So we have a generation (at least) of top ranked high school and college grads who are sub-literate. Does it matter? Aren’t they busy as little fire ants blogging their hearts out? Or txt mssging? It’s all about communication, isn’t it?
Of course it is. And these will be tomorrow’s members of Congress, the judiciary and, yes, a couple of them will be tomorrow’s presidents. (Inarticulate presidents are nothing new, after all.)

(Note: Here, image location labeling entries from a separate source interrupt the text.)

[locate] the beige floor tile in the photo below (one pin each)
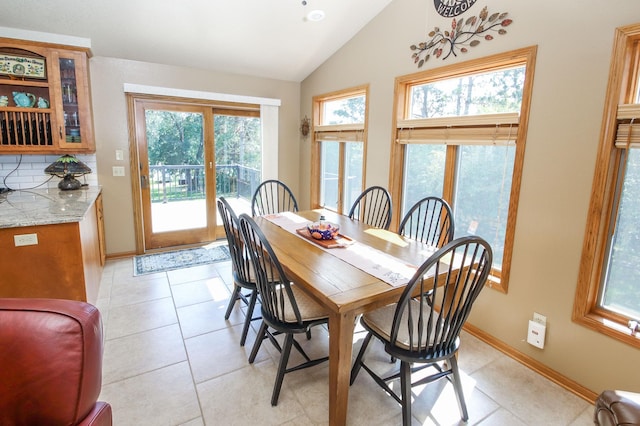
(159, 343)
(139, 353)
(225, 398)
(502, 417)
(202, 272)
(142, 289)
(528, 395)
(207, 290)
(161, 397)
(206, 317)
(219, 352)
(132, 319)
(585, 418)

The problem is, in those positions of leadership, they won’t be trying to communicate only with people exactly like themselves, not if the present push for globalization still has a globe to be concerned with. (US wnts U 2 B gd to Ugnda.) No, instead, we’ll have sub-literate international diplomats trying to express the position of the United States to people who do not have our best interests at heart,people who will have nuclear weapons, most likely, and itchy fingers just longing to teach America a big lesson. In a situation like that you want to express your position in the clearest possible words, leaving very little opportunity for the other side to insert its own meanings.
The English language is particularly well suited to clarity and specificity of expression. This is one of its glories. We don’t have to rely on idiomatic images to suggest what we are trying to communicate. We have words that can express remarkable variations upon meaning, if we can train a generation of the sub-literates referred to in Michael Skube’s article (see link above) to know what they mean and how to use them.

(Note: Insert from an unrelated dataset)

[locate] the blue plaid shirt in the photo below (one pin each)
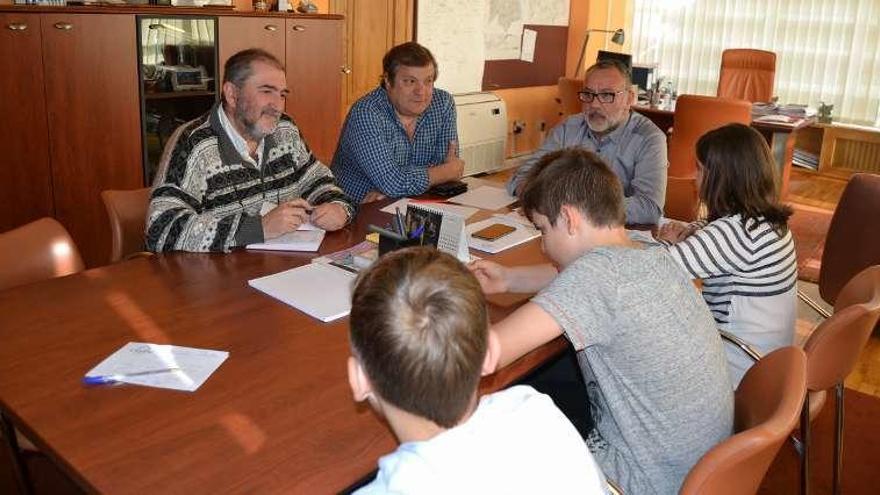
(374, 153)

There’s more to this generational illiteracy than its diplomatic effect, of course. If you’ve ever tried to edit anyone’s prose, you’ll quickly see that imprecision of language often reflects imprecision of thought. We really don’t need a generation of muddy thinkers to go along with a generation of mushy talkers and writers.

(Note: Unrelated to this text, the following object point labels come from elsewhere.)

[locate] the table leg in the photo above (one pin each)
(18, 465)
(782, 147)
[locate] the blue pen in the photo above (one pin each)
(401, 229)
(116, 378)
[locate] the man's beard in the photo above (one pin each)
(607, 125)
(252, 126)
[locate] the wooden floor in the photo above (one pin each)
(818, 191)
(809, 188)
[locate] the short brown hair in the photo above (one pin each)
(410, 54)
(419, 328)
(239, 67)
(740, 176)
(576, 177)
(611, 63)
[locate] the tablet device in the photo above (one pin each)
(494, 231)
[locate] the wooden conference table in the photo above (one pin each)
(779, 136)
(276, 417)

Who’s to blame? Why don’t they read? Rephrase: why don’t they read BOOKS? Easy answer: there’s so much easy distraction, addictive distraction, available that they don’t take the time for it.
But I don’t think the extent of the problem is explained only by the fact they don’t read books. Our culture is awash in fuzzy thinking and bad grammar shouted from every electronic podium. The teachers of our young people grew up in this culture, too, even if it wasn’t as highly developed as it is now. This is why you have “well-educated” thirty-year-olds who still think the house where the Browns live needs an apostrophe before the S; who think something happened to “he and I”, or to “her and I”. And who have no idea how to write an essay that makes use of dependent clauses.
Here’s one way to approach the problem: teach the teachers to write, first. Require our high school teachers to write coherent essays on assigned subjects before letting them loose to teach “writing” to our kids.
And don’t rely so much on giving them—teachers or students—The Elements of Style by Strunk and White (do they do this any more?); give them E.B. White’s essays to read, instead.
Catching up to a reference from an earlier post—I did enjoy Three Junes. It’s a satisfying novel of the mysterious privacies unique to each generation. You’ll never know all your Mom’s secrets, nor she yours.